Begitu Keira menghilang ke dalam kamar mandi, barulah aku menarik nafas dalam-dalam dan menghembuskannya dengan kasar. Aku mengelus dadaku dan menggelengkan kepalaku. Debaran jantung yang sangat, sangat-sangat cepat. Apa pernah aku merasakan hal seperti ini?
Oh Tuhan, apa yang akan terjadi setelah hari ini?
Apa aku mampu mengendalikan diriku dengan tinggal bersama Keira tanpa menyentuh dirinya sama sekali?
Ampuni diriku, ya Tuhan. Aku Berdosa.
*
Keira's POV
Aku bersandar pada pintu toilet dan mengelus dadaku yang seakan seperti selesai berlari marathon.
Apa yang terjadi? Kenapa tiba-tiba aku berpikiran bisa saja menerkam Nicholas saat itu juga?
Ide agar kami tinggal 1 atap sangatlah buruk. SANGAT-SANGAT BURUK!!!
Berapa lama aku akan bisa bertahan dalam situasi ini tanpa dengan sukarela menyerahkan tubuh dan rahimku untuk memenuhi permintaan Mrs.Tyler?
Apa lebih baik aku menerima tawaran Mrs.Tyler untuk menikah saja dengan Nicholas?
Tidak!
Nicholas tanpa diragukan, berada dalam daftar 'Bunuh-kalau-bertemu' Kak Kenneth.
Aku tidak mungkin mengambil resiko menjanda dalam usia muda, kan?
Tidak tidak tidak! Pikirkan jalan keluar lain!
Aku harus bisa bertahan dan jangan sampai menyerahkan diri dan tubuhku untuk Nicholas secara sukarela.

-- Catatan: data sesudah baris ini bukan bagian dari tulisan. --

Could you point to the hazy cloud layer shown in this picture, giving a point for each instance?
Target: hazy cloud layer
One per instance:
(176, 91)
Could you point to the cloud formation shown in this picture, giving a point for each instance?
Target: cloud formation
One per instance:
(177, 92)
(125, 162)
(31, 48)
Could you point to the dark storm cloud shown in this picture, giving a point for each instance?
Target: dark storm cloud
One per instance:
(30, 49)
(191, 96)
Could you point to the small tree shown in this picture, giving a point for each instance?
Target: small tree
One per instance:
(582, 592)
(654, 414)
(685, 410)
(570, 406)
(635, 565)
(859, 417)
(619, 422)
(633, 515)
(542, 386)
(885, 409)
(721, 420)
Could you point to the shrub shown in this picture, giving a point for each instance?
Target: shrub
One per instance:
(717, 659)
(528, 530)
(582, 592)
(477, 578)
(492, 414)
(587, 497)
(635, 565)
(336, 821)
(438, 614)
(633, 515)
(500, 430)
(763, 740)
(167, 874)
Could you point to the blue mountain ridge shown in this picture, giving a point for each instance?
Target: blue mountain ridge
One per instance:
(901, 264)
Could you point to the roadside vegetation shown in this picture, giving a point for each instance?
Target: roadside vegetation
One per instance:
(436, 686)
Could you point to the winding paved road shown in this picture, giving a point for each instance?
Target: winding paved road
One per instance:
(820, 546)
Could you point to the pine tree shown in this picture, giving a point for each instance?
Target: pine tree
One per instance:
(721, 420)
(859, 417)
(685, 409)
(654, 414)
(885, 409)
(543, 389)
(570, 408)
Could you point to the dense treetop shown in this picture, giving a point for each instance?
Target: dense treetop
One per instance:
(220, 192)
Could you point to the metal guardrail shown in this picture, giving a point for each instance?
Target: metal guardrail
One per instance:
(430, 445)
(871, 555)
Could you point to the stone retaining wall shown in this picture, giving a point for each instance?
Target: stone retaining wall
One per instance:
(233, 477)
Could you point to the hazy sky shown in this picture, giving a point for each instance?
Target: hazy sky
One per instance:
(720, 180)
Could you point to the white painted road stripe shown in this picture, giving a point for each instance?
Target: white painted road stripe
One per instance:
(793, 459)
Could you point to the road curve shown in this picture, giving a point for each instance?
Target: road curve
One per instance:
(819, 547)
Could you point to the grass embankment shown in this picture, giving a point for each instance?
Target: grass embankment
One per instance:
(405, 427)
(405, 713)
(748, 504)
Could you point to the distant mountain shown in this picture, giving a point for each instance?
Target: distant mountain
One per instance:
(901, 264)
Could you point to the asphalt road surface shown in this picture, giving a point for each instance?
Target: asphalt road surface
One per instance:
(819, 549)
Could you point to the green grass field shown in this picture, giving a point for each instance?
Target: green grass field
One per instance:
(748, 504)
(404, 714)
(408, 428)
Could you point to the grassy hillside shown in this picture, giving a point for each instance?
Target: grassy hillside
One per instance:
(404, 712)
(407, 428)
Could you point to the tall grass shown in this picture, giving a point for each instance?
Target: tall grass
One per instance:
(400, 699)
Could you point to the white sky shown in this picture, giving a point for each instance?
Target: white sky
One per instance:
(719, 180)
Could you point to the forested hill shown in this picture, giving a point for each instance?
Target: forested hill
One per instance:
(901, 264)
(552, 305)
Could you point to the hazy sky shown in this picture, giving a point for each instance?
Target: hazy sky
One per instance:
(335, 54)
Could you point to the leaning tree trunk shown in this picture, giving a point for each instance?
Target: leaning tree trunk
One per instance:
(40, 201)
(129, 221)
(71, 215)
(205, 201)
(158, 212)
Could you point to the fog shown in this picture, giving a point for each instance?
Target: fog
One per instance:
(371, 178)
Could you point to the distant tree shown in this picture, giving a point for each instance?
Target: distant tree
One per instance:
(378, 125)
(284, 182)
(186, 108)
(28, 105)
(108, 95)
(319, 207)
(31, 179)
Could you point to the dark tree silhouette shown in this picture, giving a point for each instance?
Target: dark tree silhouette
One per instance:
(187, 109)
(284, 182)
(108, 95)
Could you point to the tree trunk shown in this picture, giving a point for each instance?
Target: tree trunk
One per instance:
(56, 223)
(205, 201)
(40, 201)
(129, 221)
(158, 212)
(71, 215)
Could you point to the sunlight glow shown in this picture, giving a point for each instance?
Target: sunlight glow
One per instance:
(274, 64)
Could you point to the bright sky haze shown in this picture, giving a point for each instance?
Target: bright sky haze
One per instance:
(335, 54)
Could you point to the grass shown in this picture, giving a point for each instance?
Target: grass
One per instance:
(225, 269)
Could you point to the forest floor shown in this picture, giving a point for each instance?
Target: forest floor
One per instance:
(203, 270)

Cukup sekali Nicholas melecehkanku dan tidak akan terjadi lagi!
Tapi... Argh! Kenapa bagian bawahku terasa basah hanya dengan menatap mata Nicholas?
Ini benar-benar gila!!!
*
Aku baru saja melangkah keluar dari kamar mandi bersamaan dengan Nicholas yang baru melangkah masuk.
Bukan terkejut karena dia masuk dan menatapku yang sudah mengenakan dress tidurku. Tapi aku terkejut karena Nicholas juga baru selesai mandi dan tidak mengenakan pakaian apapun selain handuk yang melilit, melindungi apapun yang berada di bagian pinggul kebawahnya.
Kami berdua sama-sama terdiam dan saling menatap sampai Nicholas berdeham dan kami sama-sama memalingkan mata kami.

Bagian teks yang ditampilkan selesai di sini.